While watching Doctor Who today (brilliant show; I plan on writing a blog post about it soon; how soon, I haven’t decided yet.  It WILL happen, though), I started thinking about Friday Night Lights.  I know that’s a bit confusing, but stick with me…this is going somewhere.

I watched the Series Five episode entitled “Vincent and the Doctor,” and it was about the Eleventh Doctor (Matt Smith) and his companion Amy Pond (Karen Gillan) traveling to meet Vincent Van Gogh (Tony Curran).

The story of the episode is immaterial, but I mention it to mention a Facebook conversation I had with my friend Nina Perez (brilliant author; both The Twin Prophecies and Blog it Out, Bitch! are available at Amazon).  She asked where I was in Doctor Who, and I told her I had planned to watch three episodes, the latter of which was Vincent and the Doctor.  She mentioned that she cried at that episode, and that got my curiosity piqued.  I went to watch it, and whereas I didn’t cry, it made me think about the last time a form of entertainment made me cry.
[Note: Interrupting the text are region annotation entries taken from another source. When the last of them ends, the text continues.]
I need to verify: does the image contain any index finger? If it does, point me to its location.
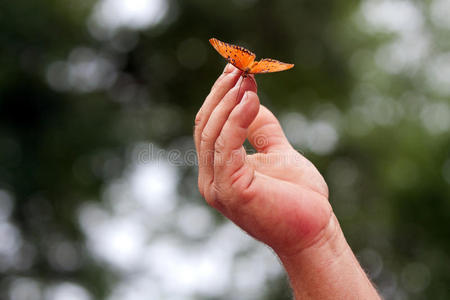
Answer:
[194,64,242,155]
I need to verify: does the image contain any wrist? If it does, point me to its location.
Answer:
[278,214,380,299]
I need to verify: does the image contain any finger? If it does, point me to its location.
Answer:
[214,91,260,190]
[199,76,256,197]
[194,64,242,155]
[247,105,292,153]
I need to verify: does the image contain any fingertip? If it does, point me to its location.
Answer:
[239,91,260,127]
[223,64,239,74]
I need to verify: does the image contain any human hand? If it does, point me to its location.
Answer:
[194,64,333,256]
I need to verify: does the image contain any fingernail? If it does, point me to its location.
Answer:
[241,91,248,104]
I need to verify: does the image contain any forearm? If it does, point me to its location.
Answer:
[279,215,380,300]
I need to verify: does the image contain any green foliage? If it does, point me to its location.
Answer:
[0,0,450,299]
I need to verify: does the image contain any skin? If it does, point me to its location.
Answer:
[194,64,380,299]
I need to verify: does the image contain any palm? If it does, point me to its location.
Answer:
[194,65,331,253]
[229,149,331,252]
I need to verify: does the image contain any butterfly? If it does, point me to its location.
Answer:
[209,38,294,77]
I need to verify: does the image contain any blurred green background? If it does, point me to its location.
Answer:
[0,0,450,300]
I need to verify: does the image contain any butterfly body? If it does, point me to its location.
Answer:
[209,38,294,76]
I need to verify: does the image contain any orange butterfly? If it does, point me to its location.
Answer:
[209,38,294,77]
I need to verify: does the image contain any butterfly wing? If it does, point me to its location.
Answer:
[248,58,294,74]
[209,38,256,71]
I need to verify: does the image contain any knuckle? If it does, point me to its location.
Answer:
[194,110,203,127]
[197,176,205,198]
[214,135,225,153]
[200,130,210,143]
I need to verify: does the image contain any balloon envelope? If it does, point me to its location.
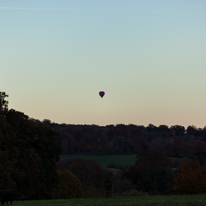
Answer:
[99,91,105,98]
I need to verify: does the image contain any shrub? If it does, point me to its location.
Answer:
[53,170,82,199]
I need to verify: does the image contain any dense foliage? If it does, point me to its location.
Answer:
[37,120,206,158]
[0,91,61,199]
[0,92,206,199]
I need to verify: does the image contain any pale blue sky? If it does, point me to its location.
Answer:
[0,0,206,127]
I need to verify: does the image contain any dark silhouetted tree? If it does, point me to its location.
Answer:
[0,92,8,117]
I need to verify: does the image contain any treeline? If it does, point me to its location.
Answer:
[31,119,206,159]
[0,92,61,199]
[0,92,206,200]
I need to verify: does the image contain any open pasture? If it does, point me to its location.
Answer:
[60,154,136,167]
[13,195,206,206]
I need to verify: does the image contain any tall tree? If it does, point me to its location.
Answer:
[0,92,8,117]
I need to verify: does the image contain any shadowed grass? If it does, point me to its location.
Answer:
[13,195,206,206]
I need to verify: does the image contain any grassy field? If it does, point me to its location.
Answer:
[13,195,206,206]
[60,154,136,167]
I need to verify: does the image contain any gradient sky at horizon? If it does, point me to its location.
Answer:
[0,0,206,127]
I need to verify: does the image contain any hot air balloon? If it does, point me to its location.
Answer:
[99,91,105,98]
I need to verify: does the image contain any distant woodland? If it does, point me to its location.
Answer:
[0,92,206,200]
[31,119,206,159]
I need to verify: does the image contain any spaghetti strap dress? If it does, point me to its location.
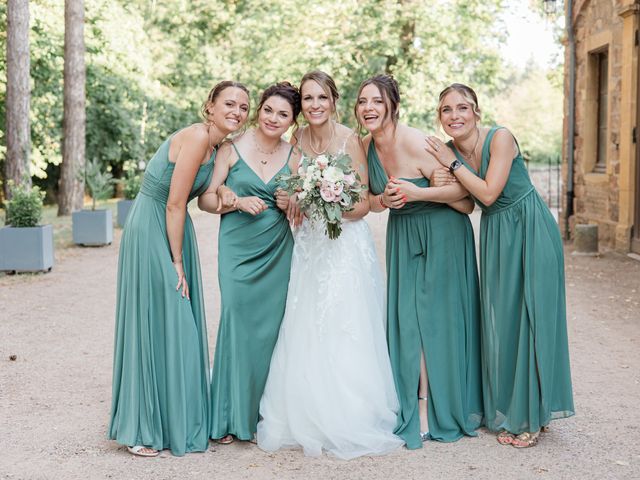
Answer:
[210,144,293,440]
[108,136,215,456]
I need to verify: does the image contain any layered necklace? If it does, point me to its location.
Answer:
[309,120,336,156]
[453,127,480,166]
[253,130,282,165]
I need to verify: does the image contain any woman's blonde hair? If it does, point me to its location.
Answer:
[436,83,482,129]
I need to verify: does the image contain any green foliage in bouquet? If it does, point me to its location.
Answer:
[276,153,367,240]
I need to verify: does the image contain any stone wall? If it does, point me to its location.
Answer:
[561,0,635,251]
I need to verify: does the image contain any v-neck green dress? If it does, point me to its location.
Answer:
[210,145,293,440]
[109,133,215,455]
[367,141,482,449]
[449,127,574,434]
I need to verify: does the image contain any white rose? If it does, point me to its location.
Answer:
[316,155,329,170]
[302,175,316,191]
[322,167,344,183]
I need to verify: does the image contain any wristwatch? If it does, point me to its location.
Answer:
[449,158,462,175]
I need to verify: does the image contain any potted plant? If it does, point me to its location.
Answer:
[118,170,142,228]
[0,181,53,272]
[71,159,114,246]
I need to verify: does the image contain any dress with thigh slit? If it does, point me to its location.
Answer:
[108,133,215,455]
[367,140,482,449]
[449,127,574,434]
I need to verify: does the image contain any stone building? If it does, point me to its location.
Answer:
[561,0,640,253]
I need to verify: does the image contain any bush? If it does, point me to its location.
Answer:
[120,170,142,200]
[5,185,44,228]
[84,158,115,210]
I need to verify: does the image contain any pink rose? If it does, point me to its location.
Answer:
[320,182,335,202]
[316,155,329,170]
[344,172,356,186]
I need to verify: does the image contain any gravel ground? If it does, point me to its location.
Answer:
[0,207,640,480]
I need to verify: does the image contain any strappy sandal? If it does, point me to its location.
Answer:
[216,434,234,445]
[496,430,516,445]
[511,432,540,448]
[418,395,430,442]
[127,445,160,457]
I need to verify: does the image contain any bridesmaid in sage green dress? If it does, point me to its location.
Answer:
[355,75,482,449]
[426,84,574,448]
[199,82,300,443]
[108,81,249,457]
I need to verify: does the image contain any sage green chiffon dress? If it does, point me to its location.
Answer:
[108,138,215,456]
[449,127,574,434]
[367,141,482,449]
[210,145,293,440]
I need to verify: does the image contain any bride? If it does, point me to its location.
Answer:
[257,71,403,459]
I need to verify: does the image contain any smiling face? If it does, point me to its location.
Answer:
[300,80,336,125]
[438,90,478,138]
[258,95,294,138]
[356,83,391,132]
[207,87,249,134]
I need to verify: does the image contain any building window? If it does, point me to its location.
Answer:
[593,50,609,173]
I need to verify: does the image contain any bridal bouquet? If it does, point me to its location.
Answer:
[277,153,367,240]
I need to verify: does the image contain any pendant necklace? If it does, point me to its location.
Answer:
[309,121,336,156]
[253,131,282,165]
[454,127,480,166]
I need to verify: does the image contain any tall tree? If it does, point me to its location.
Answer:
[4,0,31,198]
[58,0,86,215]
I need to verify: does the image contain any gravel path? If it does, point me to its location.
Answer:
[0,208,640,480]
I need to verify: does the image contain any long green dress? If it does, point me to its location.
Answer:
[109,133,215,455]
[449,127,574,434]
[367,141,482,449]
[210,145,293,440]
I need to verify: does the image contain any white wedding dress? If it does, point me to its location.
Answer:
[257,219,403,459]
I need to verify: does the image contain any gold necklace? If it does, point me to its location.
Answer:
[253,130,282,165]
[309,121,336,156]
[453,127,480,162]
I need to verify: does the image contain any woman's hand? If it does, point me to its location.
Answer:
[382,177,407,208]
[389,177,421,203]
[173,259,191,300]
[287,193,304,228]
[424,136,456,168]
[275,188,290,212]
[216,185,238,212]
[238,197,269,216]
[429,167,458,187]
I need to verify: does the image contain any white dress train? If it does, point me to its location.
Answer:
[257,220,403,459]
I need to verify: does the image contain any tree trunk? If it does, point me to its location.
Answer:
[4,0,31,198]
[58,0,86,215]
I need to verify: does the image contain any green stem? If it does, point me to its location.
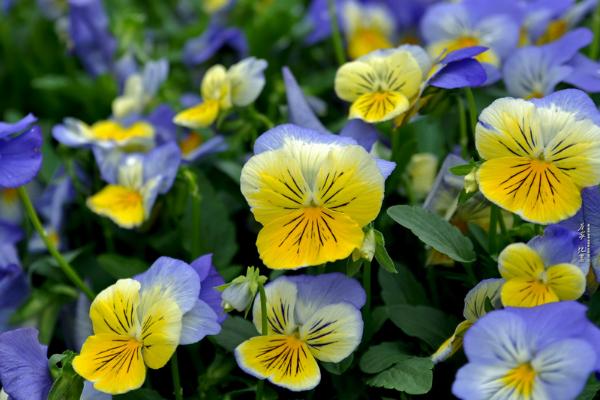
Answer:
[457,97,469,159]
[465,88,479,132]
[363,261,371,323]
[17,186,96,300]
[256,284,268,400]
[328,0,346,65]
[171,350,183,400]
[588,3,600,60]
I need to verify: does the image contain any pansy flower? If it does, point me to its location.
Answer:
[341,0,395,59]
[498,225,589,307]
[112,59,169,119]
[52,118,155,151]
[68,0,117,76]
[241,125,394,269]
[0,114,42,190]
[335,45,486,123]
[0,328,52,400]
[475,89,600,224]
[502,28,600,99]
[421,0,519,83]
[73,257,220,394]
[235,273,365,391]
[183,20,248,66]
[87,143,181,229]
[173,57,267,129]
[452,301,600,400]
[431,279,503,363]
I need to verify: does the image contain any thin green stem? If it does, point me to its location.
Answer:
[456,97,469,159]
[171,351,183,400]
[363,261,371,323]
[328,0,346,65]
[17,186,96,300]
[588,2,600,60]
[256,284,268,400]
[465,88,479,132]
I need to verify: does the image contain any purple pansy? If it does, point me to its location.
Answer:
[0,114,42,189]
[452,301,600,400]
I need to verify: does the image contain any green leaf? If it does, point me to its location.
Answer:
[98,253,149,279]
[48,350,83,400]
[367,357,433,394]
[321,354,354,375]
[113,389,165,400]
[387,205,475,262]
[378,264,429,306]
[359,342,410,374]
[213,317,258,351]
[374,230,398,273]
[388,304,458,348]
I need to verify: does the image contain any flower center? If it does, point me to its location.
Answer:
[502,362,536,397]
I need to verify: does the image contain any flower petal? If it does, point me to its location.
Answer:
[299,303,363,362]
[235,335,321,391]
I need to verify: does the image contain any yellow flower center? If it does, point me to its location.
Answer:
[179,132,202,155]
[502,362,536,397]
[348,27,392,59]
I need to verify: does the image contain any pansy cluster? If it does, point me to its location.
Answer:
[0,0,600,400]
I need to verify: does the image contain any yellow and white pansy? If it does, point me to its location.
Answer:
[498,225,589,307]
[52,118,155,151]
[173,57,267,129]
[112,59,169,119]
[475,89,600,224]
[235,273,365,391]
[342,0,394,59]
[335,45,431,123]
[73,257,220,394]
[87,142,181,229]
[241,125,395,269]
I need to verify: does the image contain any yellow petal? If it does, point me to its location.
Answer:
[241,140,384,268]
[500,278,559,307]
[87,185,146,228]
[140,297,182,369]
[200,65,231,110]
[477,157,581,224]
[349,92,410,123]
[498,243,544,279]
[90,279,140,336]
[256,207,364,269]
[475,98,544,160]
[73,333,146,394]
[235,335,321,391]
[300,303,363,362]
[173,100,219,129]
[546,264,585,300]
[252,279,298,335]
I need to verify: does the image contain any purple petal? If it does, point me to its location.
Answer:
[531,89,600,125]
[0,328,52,400]
[0,126,42,188]
[0,114,37,139]
[191,254,227,323]
[283,67,329,133]
[429,59,487,89]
That was an episode of Friday Night Lights.

It was the episode where Matt Saracen’s dad died, and he had to speak at his funeral.  The episode was gutwrenching to watch, and I couldn’t help but to cry at the end.  It was rough to see Saracen go through all of the stages of grief in such a compressed amount of time.  That, and the ending scene got me, too.  But, even still…this isn’t about that episode.  It’s honestly not about any episode in particular.  It’s more about the series as a whole.

But, in order to explain it properly, I have to explain “Always,” the series finale.  At the end of the episode, the East Dillon Lions are in the Texas State Championship Game, and they have one more drive left to finish it off.  Led by versatile quarterback Vincent Howard (Michael B. Jordan), the Lions make one last grasp for the end zone.  Howard drops back to pass, throws a bomb downfield, and…the scene goes black  Now, at this point, most fans are wondering what happened?  Did the Lions win?  Did they lose?  What?  Well, the answer is mentioned (they did win), but it’s done in such a subtle way that you’ll miss it if you blink.

This ending originally confused me, but after a while, I began to get it.  The beauty of Friday Night Lights was never the football.  Sure, it was a part of the series, but it never was the series itself.  It was always the people.  At its core, Friday Night Lights was about life, and how it goes on, no matter what.  If you watch it, you see that they revisit characters from the very first episode on to the last, and everyone gets some form of closure.  Well…not quite everyone, but that’s neither here nor there.  What you see is, no matter what happens in one facet of the universe, life goes on.  That was a brilliant way to make the show more organic, and that was a brilliant way to wrap up five seasons of great television.

So, I wrap up this post by saying this: no matter what happens in one facet of your life, don’t give up hope.  Life does go on.

Clear Eyes. Full Hearts. Can’t Lose.